Чек для своей жены он тоже подписал, на этот раз к обычной сумме прибавил еще пять тысяч, об этом он помнил. И вроде бы все… С деньгами Ахмет разобрался и вызвал к себе секретаршу. Она увидела премиальный приказ и засияла:
– Выздоравливайте, Ахмет-бей! Да продлит Аллах ваши дни!
В ответ Ахмет громко расчихался.
– Вам стало легче! – заметила секретарша. – Ваш кашель стал намного лучше!
И накапала ему в ложку еще немного зеленой микстурки. Ахмет проглотил и отправил секретаршу в бухгалтерию.
Осталось последнее – ответить сыну. Ахмет еще раз перечитал его жестокое письмо. Он понимал, мальчишка боится получить по жбану, поэтому и пишет все эти глупости «не хочу с тобой встречаться, не вижу смысла, не люблю». На детские истерики, и на женские тоже, Ахмет не реагировал. Вот только это последнее «я тебя не люблю» его укололо. И голова к тому же болела очень сильно, особенно в том месте, где начинается шея.
Ахмет решил не мучиться и выпил обезболивающее. Он вздохнул, вытер слезы и с треском высморкался, так сильно, что даже стрельнуло в ушах. После этого он напечатал ответ, быстро, уверенно и по-турецки.
«Не люби меня, сын, – Ахмет написал, – меня не надо любить. Мной нужно пользоваться. Я сильный, я тебе еще пригожусь».
Он отправил письмо, захлопнул ноутбук и спрятался в своей потайной комнате.
Разложил диван, снял ботинки и закутался в теплое овечье одеяло. Секретарша поскреблась к нему осторожно и шепотом спросила на всякий случай:
– Вам ничего не нужно, Ахмет-бей?
Ничего ему было не нужно. Головная боль отступала, дышать стало легче, он понял – через несколько минут заснет.
Ахмет закрыл глаза и ответил секретарше больным осипшим голосом:
– Меня нет.
Малыш
Открывает Алена свой барчик – а там ничего и нету. Ни коньячка, ни текилки, ни вискарика. Бар вынесли под ноль, и в этой голой зеркальной пустоте лежит записочка.
«Алена, когда ты будешь это читать, меня уже не будет…»
«Осиротел мой барчик, – загрустила Алена и вздохнула, – эх, Малыш, Малыш…»
Малышом звали последнего парня Алены, и предпоследнего тоже звали Малыш. Так получалось в последнее время – чем старше становилась Алена, тем моложе у нее были мальчишки, и каждого она называла Малышом.
Этому, что обчистил бар, недавно исполнилось двадцать один. Малыш! Когда Алена назвала его так в первый раз, он рассмеялся.
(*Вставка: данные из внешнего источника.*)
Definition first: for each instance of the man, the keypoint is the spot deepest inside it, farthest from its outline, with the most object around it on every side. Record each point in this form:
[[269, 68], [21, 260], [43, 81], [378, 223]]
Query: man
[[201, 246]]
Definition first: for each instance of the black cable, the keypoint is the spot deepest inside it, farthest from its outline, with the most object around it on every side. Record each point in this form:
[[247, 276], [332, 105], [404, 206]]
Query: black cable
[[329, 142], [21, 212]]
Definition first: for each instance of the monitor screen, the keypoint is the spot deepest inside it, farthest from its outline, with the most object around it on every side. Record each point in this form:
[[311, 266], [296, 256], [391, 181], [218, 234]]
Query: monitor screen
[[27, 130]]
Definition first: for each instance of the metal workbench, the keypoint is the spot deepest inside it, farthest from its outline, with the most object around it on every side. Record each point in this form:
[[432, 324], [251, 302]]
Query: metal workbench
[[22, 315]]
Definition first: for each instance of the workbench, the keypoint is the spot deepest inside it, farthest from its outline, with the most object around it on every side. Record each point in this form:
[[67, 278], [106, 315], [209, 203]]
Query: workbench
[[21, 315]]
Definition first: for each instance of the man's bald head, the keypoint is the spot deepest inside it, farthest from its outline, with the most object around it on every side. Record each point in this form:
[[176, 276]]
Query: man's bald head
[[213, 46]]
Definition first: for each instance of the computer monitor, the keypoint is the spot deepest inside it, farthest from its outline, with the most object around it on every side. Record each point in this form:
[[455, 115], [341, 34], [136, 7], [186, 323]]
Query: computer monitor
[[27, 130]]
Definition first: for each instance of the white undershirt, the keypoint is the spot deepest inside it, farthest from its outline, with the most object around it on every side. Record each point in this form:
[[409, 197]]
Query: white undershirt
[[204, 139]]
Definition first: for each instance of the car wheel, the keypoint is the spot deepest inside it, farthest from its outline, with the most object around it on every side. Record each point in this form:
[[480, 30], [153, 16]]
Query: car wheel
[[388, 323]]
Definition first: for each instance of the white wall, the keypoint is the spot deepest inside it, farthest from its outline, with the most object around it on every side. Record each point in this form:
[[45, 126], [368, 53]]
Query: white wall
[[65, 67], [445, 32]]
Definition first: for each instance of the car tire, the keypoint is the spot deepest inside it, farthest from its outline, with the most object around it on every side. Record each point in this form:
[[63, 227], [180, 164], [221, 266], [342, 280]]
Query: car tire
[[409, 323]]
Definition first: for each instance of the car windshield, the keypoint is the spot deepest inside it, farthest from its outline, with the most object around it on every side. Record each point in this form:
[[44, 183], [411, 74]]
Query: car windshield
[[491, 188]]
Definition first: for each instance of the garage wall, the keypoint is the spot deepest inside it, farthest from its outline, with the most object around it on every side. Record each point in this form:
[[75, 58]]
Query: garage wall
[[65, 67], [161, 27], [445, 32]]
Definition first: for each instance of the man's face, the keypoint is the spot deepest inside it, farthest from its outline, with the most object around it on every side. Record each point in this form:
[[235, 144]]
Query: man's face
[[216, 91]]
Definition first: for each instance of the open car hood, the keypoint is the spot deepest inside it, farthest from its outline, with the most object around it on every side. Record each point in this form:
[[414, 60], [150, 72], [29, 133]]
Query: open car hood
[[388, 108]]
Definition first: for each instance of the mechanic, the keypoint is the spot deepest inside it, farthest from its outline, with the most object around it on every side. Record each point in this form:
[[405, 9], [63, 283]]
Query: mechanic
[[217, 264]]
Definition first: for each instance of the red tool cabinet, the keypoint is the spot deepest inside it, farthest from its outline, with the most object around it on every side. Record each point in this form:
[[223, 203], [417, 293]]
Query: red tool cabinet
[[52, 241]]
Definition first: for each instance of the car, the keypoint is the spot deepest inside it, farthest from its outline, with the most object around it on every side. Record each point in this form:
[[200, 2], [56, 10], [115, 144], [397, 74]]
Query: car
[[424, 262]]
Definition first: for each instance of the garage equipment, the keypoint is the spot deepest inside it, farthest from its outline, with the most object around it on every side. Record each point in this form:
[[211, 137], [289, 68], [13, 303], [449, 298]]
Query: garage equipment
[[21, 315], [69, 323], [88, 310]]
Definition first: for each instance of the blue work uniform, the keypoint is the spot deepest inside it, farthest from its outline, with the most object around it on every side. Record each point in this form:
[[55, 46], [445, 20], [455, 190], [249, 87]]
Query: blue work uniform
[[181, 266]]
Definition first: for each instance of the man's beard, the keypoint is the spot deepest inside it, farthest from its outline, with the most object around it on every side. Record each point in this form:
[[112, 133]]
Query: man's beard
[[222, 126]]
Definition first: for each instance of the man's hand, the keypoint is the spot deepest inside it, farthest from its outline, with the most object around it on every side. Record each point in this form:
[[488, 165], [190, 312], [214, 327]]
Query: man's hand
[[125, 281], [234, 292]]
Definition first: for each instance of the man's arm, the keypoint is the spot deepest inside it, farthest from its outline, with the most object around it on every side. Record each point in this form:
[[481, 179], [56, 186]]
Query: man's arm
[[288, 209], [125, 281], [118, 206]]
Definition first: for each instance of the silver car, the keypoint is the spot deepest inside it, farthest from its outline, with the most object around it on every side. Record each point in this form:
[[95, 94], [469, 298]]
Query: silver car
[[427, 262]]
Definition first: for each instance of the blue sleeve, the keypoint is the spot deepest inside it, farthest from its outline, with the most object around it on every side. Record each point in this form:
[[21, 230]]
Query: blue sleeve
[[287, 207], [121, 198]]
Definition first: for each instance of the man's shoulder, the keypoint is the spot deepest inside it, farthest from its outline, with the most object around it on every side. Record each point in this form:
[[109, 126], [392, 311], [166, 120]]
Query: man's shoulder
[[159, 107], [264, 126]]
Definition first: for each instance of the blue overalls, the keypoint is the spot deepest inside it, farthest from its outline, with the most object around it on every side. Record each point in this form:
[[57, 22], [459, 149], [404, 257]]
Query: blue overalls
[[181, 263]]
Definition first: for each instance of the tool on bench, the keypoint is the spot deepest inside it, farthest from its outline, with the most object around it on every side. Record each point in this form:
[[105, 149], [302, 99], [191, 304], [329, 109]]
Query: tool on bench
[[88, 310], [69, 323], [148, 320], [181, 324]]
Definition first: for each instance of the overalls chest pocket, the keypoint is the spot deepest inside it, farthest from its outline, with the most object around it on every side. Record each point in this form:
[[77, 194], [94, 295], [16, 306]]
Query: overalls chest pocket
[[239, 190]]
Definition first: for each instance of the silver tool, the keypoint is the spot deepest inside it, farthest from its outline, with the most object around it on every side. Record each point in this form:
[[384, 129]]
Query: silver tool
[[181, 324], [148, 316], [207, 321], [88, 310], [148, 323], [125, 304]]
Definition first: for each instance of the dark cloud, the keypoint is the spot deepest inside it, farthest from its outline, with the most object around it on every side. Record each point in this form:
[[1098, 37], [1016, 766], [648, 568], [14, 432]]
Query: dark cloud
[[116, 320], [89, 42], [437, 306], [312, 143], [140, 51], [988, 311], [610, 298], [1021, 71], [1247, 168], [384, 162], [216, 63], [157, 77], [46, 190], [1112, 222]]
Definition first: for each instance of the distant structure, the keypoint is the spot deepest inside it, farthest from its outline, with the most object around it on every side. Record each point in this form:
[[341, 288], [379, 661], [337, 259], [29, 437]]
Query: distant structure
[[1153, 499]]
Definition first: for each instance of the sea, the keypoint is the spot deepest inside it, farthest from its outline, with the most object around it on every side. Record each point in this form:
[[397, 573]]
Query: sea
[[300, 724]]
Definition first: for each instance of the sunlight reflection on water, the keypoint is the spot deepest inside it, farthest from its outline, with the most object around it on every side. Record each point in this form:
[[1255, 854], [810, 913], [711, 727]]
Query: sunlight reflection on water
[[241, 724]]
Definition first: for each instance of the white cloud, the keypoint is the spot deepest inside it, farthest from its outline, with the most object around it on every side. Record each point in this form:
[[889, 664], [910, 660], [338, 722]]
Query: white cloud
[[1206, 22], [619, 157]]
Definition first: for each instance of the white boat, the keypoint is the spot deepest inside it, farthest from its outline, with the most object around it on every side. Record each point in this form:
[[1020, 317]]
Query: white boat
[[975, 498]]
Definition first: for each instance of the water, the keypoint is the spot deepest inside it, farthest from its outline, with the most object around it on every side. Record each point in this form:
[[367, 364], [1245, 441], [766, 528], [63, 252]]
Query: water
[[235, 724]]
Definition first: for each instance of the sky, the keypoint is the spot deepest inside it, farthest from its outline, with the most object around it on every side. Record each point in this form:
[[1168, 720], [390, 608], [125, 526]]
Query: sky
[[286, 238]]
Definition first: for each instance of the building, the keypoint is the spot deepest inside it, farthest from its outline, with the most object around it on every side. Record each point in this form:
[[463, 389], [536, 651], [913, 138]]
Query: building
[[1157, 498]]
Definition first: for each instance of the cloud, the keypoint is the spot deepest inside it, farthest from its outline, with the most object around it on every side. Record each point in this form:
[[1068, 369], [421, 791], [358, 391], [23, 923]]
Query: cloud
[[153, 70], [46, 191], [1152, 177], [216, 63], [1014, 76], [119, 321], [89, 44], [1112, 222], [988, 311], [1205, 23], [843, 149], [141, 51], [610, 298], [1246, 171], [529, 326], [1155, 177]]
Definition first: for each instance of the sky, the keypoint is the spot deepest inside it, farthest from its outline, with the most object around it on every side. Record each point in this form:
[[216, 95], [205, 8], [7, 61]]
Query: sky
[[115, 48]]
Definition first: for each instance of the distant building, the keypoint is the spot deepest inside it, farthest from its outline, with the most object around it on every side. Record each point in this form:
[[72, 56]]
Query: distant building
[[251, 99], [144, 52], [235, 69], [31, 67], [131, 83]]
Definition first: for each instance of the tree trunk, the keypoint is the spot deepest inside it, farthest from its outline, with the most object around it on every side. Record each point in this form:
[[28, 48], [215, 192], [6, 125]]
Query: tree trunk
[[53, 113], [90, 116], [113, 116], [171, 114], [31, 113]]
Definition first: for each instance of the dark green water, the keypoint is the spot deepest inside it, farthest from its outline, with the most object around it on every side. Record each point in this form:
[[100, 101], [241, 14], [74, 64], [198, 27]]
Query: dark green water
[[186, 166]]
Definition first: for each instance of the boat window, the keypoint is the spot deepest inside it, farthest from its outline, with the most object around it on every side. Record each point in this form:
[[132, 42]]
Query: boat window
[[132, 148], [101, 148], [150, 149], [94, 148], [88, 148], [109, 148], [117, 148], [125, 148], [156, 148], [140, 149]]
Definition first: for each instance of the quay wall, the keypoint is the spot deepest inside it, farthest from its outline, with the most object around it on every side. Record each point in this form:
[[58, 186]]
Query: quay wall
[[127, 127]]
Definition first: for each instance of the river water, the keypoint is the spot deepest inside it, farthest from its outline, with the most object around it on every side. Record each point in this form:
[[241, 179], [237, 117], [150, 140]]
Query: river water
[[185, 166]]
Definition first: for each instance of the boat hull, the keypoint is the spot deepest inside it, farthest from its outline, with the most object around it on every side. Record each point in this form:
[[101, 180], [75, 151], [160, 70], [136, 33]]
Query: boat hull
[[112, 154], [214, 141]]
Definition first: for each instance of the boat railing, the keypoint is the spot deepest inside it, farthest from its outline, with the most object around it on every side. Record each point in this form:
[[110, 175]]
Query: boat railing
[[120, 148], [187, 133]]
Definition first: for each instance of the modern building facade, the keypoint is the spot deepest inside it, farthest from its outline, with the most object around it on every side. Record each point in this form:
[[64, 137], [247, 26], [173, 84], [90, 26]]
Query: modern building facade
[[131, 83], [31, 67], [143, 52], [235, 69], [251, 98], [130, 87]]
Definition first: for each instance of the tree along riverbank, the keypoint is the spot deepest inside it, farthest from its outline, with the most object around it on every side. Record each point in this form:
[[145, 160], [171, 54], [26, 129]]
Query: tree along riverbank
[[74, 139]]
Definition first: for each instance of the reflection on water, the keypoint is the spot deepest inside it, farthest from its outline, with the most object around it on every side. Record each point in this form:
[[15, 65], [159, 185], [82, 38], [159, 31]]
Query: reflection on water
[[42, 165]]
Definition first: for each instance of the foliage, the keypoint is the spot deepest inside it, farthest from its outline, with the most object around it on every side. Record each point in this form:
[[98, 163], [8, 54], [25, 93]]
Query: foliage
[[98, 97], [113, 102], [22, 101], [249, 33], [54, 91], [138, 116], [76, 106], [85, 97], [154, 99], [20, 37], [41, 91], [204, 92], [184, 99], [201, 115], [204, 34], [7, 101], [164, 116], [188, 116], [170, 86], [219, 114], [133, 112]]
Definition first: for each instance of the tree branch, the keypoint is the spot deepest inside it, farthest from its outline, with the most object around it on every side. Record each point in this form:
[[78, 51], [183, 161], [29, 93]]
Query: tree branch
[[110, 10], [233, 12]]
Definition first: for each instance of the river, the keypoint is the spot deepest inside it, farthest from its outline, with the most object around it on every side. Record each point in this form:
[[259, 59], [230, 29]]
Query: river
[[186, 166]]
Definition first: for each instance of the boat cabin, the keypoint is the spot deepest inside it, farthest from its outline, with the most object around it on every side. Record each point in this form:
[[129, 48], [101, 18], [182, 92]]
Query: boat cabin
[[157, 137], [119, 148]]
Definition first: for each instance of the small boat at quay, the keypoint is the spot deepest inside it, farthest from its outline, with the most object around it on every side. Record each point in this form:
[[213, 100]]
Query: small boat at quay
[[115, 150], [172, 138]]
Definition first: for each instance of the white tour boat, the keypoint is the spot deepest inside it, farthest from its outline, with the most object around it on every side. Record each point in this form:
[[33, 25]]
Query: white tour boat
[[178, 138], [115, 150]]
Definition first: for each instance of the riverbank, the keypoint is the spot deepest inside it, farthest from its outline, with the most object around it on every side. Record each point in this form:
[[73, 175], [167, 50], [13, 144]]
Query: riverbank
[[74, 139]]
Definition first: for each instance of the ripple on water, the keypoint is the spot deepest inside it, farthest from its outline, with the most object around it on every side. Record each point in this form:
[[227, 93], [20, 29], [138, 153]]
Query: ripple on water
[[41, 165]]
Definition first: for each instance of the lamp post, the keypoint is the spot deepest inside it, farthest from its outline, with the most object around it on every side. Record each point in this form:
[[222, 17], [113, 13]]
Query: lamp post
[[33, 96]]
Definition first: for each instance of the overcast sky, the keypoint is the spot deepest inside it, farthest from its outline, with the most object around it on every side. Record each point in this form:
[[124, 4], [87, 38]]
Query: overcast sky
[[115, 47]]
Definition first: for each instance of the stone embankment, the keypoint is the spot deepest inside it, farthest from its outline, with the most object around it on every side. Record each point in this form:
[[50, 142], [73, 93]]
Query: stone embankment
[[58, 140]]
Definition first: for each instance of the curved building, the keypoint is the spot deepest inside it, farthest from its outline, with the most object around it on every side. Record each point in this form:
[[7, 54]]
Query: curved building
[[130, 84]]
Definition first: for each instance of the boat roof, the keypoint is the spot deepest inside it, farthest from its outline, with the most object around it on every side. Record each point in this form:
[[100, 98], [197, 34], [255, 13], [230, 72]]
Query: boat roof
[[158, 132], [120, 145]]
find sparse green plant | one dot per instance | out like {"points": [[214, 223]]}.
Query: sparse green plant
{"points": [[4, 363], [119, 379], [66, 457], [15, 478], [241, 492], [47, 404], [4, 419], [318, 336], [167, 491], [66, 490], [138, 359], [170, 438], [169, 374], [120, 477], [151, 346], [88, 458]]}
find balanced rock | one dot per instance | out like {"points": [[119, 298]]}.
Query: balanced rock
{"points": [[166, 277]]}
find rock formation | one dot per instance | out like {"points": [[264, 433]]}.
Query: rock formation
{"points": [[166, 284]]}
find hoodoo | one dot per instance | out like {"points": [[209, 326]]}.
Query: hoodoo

Экземпляр был выше Алены на голову, за его широкими плечами она могла спрятаться полностью. Он подхватил ее на руки, легко, как пакет из супермаркета, и усмехнулся:
– Значит, я для тебя Малыш…
– Да, – Алена с ним бодалась, – и говнюк ты еще.
Парень был моложе Алены на пятнадцать лет, и что ей было думать, когда он высадил ее последний коньячок? Ругаться на ребенка? Обижаться на шалости? Алена зевнула и включила плиту. Выпить нечего – будем варить кофе.